No offense. but if your attitude is that you want a job that's "not so challenging", maybe nursing isn't for you.
- Jul 25, '08 by loriangel14Do you really think that nurses don't bathe, toilet or get water for their pts? if you couldn't hack that then you definitely couldn't handle being a nurse.PCAs work damned hard and none of what they do is petty. Any nurse worth her salt knows how to do pt care as well as any aid and learning that is a valuable first step to nursing.
- Jul 25, '08 by ncnurse99I'm finding a little good in all that each of you are saying in regards to the question asked. I do agree that PCA/CNA is a thankless, physically demaning, extremely low paying job. I think that most often they are taken advantage of by the nurses who have never walked in their shoes. I was a nursing assistant for 3 yrs while in nursing school. Did I enjoy it? I can prob be safe to say...no not really. But do I now find it beneficial? I can mosy definatley say YES! I still perform many of the same duties I did then but with added responsibility. But with the added responsibility comes more satisfaction(and pay) than I ever had as CNA(in my case we were CNA's). So, as mentioned earlier, if you want something now that requires less work...not so sure your gonna like nursing cause its what your doing now...then some! Best of luck!
- Jul 25, '08 by a4432good idea actually. you will get more comfortable with patients, the environment, terminology, etc.. some hospitals esp where i do my clinicals have pcas who do phlebotomy/ekg. in nsg school you will still learn how to bathe, feed, clean up, and care for patients. its all in the job description.
- Jul 25, '08 by PianoGirl20I've never been a PCA in a hospital; however I've worked as a CNA in a nursing home this summer. As has been mentioned, it can be a very tiring, stressful, physically exhausting, and thankless (so many residents are SO needy...including ones who don't NEED to be...but that's a whole other thread) job. And b/c it's not an acute setting, it's not even like I really get to do "cool" stuff like foleys, dressing changes, etc. So, you might ask, WHY would I ever suggest a job like this?
Well, I think the biggest skill this job experience will give me in the future is patience and the ability to work under stress. "Waiting" on all of the residents who need the bedpan for the 3rd time that hours, juggling 4 call lights going off at once, and developing strategies for budgeting your time when the hall's short on aides that night...I think in some ways all of those situations are helping me develop the "mettle" I will someday need as an RN. And honestly, the job will give you a very strong stomach (valuable, I think).

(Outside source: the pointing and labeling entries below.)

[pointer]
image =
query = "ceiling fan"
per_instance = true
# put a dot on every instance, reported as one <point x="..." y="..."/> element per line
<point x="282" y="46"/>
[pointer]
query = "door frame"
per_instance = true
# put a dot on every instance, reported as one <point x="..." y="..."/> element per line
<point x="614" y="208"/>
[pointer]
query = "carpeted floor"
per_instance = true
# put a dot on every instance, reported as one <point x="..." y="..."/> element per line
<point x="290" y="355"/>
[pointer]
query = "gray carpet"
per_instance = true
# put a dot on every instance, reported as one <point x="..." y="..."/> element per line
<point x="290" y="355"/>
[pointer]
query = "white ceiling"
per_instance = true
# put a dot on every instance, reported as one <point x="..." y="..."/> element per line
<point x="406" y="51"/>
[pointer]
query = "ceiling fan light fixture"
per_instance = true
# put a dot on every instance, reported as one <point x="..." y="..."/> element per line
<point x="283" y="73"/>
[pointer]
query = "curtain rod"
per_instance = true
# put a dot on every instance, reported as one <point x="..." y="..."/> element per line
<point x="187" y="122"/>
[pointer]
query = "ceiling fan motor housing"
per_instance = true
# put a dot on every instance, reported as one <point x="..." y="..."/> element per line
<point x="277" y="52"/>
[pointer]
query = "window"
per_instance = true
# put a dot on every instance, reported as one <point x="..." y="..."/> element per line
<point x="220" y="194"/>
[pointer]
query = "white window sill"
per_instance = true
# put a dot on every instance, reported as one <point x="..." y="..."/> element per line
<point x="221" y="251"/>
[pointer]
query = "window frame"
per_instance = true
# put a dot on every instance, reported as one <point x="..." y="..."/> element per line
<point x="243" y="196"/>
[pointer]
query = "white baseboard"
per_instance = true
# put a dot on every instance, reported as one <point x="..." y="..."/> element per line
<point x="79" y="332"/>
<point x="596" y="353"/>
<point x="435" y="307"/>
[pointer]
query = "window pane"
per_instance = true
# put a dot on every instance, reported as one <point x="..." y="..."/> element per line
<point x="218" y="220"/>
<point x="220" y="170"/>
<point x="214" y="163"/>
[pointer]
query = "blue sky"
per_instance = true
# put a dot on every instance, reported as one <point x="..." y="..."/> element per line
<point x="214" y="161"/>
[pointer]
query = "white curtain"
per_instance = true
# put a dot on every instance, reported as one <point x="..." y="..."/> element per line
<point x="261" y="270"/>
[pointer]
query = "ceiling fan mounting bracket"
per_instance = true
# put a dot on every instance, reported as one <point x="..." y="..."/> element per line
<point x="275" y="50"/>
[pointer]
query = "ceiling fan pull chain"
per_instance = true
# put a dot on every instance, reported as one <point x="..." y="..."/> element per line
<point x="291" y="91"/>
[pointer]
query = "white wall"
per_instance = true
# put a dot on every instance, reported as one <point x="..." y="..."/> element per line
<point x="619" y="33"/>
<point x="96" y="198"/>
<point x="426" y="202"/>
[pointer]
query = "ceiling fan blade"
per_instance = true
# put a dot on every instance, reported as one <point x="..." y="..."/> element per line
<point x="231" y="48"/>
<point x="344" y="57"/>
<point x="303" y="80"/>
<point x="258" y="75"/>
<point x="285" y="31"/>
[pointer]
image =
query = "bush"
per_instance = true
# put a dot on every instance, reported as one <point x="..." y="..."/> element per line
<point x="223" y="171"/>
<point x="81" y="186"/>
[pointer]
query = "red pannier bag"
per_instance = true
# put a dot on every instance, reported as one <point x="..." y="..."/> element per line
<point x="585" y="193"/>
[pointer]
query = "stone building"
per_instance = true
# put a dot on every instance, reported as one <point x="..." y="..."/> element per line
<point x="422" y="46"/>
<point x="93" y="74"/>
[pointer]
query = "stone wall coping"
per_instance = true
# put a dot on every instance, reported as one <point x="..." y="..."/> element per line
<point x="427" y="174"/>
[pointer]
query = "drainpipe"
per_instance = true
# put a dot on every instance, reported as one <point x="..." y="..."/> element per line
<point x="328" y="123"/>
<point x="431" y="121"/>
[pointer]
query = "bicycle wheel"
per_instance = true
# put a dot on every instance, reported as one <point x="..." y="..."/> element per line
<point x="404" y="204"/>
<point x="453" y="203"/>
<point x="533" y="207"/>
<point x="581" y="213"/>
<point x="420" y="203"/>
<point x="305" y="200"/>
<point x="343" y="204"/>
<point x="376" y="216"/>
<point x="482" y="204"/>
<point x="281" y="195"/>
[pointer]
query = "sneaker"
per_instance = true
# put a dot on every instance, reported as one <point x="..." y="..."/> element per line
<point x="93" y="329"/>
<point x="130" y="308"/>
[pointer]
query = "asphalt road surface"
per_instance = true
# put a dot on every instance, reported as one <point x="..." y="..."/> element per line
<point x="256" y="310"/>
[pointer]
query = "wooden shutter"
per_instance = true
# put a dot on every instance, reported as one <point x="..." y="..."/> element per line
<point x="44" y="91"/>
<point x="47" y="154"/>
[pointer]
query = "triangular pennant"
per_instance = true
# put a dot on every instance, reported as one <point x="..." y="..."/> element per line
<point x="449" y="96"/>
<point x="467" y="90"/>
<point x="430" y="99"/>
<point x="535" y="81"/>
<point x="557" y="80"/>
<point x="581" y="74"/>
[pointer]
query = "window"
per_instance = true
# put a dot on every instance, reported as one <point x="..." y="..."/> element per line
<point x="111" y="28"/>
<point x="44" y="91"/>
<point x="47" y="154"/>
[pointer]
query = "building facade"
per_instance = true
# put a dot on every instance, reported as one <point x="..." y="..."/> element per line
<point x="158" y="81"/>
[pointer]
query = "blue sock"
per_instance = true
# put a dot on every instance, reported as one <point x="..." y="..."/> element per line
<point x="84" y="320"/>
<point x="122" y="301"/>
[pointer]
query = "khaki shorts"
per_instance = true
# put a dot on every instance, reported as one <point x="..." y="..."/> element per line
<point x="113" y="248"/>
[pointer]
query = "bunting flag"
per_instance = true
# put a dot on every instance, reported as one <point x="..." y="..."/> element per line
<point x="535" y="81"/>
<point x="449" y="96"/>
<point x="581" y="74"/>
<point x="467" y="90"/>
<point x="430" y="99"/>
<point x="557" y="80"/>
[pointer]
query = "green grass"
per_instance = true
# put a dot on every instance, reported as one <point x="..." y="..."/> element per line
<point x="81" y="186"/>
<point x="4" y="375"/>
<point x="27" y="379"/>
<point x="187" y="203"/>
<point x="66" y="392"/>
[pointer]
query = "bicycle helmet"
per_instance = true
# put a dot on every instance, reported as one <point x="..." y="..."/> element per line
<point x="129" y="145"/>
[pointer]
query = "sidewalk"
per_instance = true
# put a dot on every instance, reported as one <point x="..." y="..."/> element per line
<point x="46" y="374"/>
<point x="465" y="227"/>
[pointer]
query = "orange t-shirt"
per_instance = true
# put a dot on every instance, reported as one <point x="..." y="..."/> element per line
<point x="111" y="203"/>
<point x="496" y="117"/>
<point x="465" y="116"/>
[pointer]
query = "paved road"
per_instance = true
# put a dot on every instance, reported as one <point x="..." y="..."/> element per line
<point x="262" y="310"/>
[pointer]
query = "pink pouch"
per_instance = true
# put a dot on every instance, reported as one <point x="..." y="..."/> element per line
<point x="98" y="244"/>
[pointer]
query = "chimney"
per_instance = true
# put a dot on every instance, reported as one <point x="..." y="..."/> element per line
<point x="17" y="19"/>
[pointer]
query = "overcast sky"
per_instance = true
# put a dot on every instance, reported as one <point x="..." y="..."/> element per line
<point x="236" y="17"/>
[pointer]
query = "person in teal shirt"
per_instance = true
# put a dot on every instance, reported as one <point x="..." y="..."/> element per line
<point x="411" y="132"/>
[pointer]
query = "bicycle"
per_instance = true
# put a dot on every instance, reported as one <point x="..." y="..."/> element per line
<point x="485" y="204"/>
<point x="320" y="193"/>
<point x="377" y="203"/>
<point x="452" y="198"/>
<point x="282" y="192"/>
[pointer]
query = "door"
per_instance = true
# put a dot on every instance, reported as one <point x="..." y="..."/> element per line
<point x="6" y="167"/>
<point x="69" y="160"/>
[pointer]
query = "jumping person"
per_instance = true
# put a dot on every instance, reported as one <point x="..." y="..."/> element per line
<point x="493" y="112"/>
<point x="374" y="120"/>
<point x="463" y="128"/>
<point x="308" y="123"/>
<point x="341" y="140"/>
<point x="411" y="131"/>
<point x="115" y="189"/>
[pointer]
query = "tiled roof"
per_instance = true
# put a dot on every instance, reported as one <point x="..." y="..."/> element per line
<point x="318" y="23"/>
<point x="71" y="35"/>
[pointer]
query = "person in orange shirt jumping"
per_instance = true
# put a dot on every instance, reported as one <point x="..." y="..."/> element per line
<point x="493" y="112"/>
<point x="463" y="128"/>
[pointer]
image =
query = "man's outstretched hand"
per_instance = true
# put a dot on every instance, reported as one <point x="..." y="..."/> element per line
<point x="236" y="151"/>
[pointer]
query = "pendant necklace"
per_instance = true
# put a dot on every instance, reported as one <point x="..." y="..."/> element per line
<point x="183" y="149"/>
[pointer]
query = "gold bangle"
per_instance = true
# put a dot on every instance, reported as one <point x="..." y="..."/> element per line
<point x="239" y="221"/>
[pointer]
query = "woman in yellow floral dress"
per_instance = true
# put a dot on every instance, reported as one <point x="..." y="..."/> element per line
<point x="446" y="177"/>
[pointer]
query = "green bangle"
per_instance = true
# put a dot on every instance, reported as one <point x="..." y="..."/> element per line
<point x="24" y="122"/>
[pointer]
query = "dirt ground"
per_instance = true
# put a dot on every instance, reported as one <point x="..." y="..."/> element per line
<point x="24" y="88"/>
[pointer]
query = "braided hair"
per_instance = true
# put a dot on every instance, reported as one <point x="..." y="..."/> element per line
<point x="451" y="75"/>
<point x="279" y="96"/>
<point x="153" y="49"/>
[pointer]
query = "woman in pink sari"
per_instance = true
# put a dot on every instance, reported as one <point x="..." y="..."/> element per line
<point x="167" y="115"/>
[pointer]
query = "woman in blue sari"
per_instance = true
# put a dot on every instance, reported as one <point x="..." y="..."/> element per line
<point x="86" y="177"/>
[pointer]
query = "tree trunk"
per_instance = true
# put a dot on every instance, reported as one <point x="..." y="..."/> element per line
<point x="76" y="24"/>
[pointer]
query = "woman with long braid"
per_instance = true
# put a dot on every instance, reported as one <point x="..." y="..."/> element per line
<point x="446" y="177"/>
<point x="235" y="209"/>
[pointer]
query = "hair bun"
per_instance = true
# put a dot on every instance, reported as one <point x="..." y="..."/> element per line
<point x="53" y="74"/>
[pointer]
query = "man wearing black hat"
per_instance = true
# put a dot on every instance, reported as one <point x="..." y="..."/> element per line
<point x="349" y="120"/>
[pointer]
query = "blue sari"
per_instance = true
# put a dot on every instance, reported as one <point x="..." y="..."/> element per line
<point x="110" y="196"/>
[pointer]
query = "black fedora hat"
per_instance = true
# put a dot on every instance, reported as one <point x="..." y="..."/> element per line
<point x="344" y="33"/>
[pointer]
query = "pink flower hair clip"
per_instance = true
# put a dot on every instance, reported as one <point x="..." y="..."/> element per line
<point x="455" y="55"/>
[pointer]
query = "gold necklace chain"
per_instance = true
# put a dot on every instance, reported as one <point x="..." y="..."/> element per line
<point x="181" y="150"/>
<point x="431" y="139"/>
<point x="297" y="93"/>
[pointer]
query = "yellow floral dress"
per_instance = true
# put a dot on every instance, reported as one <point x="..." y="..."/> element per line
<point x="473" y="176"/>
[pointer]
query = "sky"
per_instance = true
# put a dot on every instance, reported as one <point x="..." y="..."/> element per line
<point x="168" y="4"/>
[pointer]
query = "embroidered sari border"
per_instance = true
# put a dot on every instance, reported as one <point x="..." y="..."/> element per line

I also think that 12-hour shifts are OK. They're actually an efficient way to work b/c you get on a "roll" by about the middle of a busy shift and suddenly you're done...and it really doesn't feel too much longer than 8 hrs.
But finally, if you're reallly having overwhelming and constant feelings of distaste for/stress about the job, don't do it. I have seen many comments on this site from/about nurses who were never PCAs/aids and went on to be excellent nurses, and I know from experience that usually, grinding your way through a job that you absolutely loathe is typically obvious to everyone around you and benefits no one.
- Jul 25, '08 by loriangel14This may not apply south of the border but up here we have no aids so that work that you call petty lands on our plates as nurses.I am my own aid.